A total of 31 patients underwent coiling in the acute phase with the intention to undergo flow diversion at a later date. The mean aneurysm size was 15.8 ± 7.9 mm. Of the 31 patients undergoing coiling, 4 patients could not undergo further flow-diverter therapy: 3 patients (9.7%) died of complications of subarachnoid hemorrhage and 1 patient had permanent morbidity as a result of perioperative ischemic stroke (3.1%). Twenty-seven patients underwent staged placement of flow diverters after adequate recovery. The median time to treatment was 16 weeks. There was one case of aneurysm rebleeding following coil treatment. There were no cases of permanent morbidity or mortality resulting from flow-diverter treatment. Twenty-four patients underwent imaging follow-up; 18 of these patients had aneurysms that were completely or nearly completely occluded (58.1% on an intent-to-treat basis). At last follow-up (mean 18.3 months), 25 patients had mRS scores ≤ 2 (80.6% on an intent-to-treat basis).
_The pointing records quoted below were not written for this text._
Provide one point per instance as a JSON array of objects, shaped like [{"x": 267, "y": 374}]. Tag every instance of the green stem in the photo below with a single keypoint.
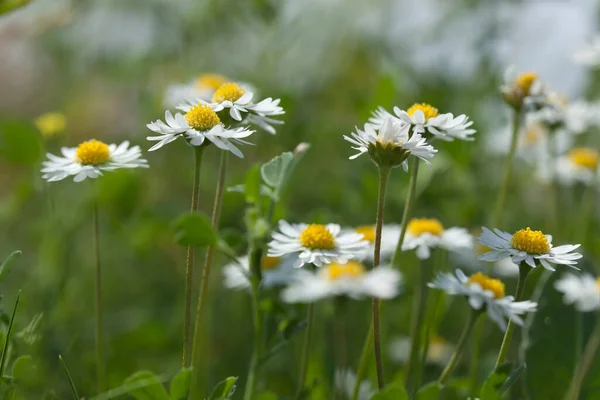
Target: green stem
[
  {"x": 514, "y": 140},
  {"x": 408, "y": 206},
  {"x": 586, "y": 361},
  {"x": 189, "y": 265},
  {"x": 305, "y": 351},
  {"x": 523, "y": 272},
  {"x": 473, "y": 316},
  {"x": 195, "y": 387}
]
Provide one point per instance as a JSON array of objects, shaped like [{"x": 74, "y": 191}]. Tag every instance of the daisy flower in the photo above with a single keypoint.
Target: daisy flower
[
  {"x": 424, "y": 234},
  {"x": 342, "y": 279},
  {"x": 316, "y": 244},
  {"x": 390, "y": 144},
  {"x": 200, "y": 123},
  {"x": 276, "y": 271},
  {"x": 485, "y": 294},
  {"x": 583, "y": 291},
  {"x": 89, "y": 159},
  {"x": 527, "y": 246}
]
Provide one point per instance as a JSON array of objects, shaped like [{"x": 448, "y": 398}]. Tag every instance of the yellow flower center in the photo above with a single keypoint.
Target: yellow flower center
[
  {"x": 532, "y": 242},
  {"x": 524, "y": 81},
  {"x": 202, "y": 117},
  {"x": 228, "y": 91},
  {"x": 493, "y": 285},
  {"x": 316, "y": 236},
  {"x": 351, "y": 269},
  {"x": 584, "y": 157},
  {"x": 213, "y": 81},
  {"x": 92, "y": 152},
  {"x": 51, "y": 124},
  {"x": 368, "y": 232},
  {"x": 418, "y": 226},
  {"x": 429, "y": 111}
]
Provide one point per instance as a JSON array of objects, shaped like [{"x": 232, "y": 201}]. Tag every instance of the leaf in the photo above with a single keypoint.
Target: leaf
[
  {"x": 180, "y": 384},
  {"x": 194, "y": 229}
]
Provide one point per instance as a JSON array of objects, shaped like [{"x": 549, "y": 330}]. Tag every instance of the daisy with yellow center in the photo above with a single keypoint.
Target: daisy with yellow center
[
  {"x": 424, "y": 234},
  {"x": 316, "y": 244},
  {"x": 527, "y": 246},
  {"x": 89, "y": 159},
  {"x": 349, "y": 279},
  {"x": 485, "y": 294}
]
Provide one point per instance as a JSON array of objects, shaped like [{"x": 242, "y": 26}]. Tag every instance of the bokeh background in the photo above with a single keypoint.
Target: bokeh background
[{"x": 106, "y": 65}]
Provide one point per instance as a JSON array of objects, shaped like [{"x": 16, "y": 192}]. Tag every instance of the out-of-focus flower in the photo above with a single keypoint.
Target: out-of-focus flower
[
  {"x": 316, "y": 244},
  {"x": 424, "y": 234},
  {"x": 89, "y": 159},
  {"x": 583, "y": 291},
  {"x": 51, "y": 124},
  {"x": 485, "y": 294},
  {"x": 342, "y": 279},
  {"x": 527, "y": 246}
]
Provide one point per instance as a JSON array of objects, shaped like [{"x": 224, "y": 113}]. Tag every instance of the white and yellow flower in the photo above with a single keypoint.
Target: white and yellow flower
[
  {"x": 527, "y": 246},
  {"x": 485, "y": 294},
  {"x": 89, "y": 159},
  {"x": 316, "y": 244},
  {"x": 342, "y": 279},
  {"x": 424, "y": 234},
  {"x": 583, "y": 291}
]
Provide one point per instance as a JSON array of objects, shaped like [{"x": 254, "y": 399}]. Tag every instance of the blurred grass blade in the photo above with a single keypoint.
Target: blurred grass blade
[
  {"x": 71, "y": 383},
  {"x": 7, "y": 341}
]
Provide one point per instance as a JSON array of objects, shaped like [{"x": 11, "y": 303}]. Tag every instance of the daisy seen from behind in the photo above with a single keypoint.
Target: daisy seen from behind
[{"x": 90, "y": 159}]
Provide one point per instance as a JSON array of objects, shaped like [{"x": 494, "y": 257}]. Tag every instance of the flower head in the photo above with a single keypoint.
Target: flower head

Staged treatment of ruptured complex and giant intracranial aneurysms with coiling in the acute phase and flow-diverter treatment following recovery from SAH is both safe and effective. In this series, no cases of rebleeding occurred during the interval between coiling and flow diversion. This strategy should be considered as a valid option in patients presenting with these challenging ruptured aneurysms 2).
A retrospective study was conducted with eight patients who had rupture of very small intracranial aneurysms (less than 3 mm in size). All were treated using the Neuroform and the Enterprise stents; there was single stenting in five, in-stent telescopic stenting in two, and Y-configured stenting in one. The angiographic results with clinical outcomes were collected and analyzed. Complete aneurysm obliteration was observed in three cases, and size reduction or stable angiographic findings was found in five cases on the last follow-up angiography. No growing aneurysm or rebleeding was found on any follow-up angiography. Thromboembolic complications were found in one patient. It is difficult to make conclusions on the long-term efficacy of this technique with such a small number of cases, however sole stenting with a large cell intracranial stent for the treatment of very small aneurysms may be used safely as an alternative treatment even during an episode of SAH 3).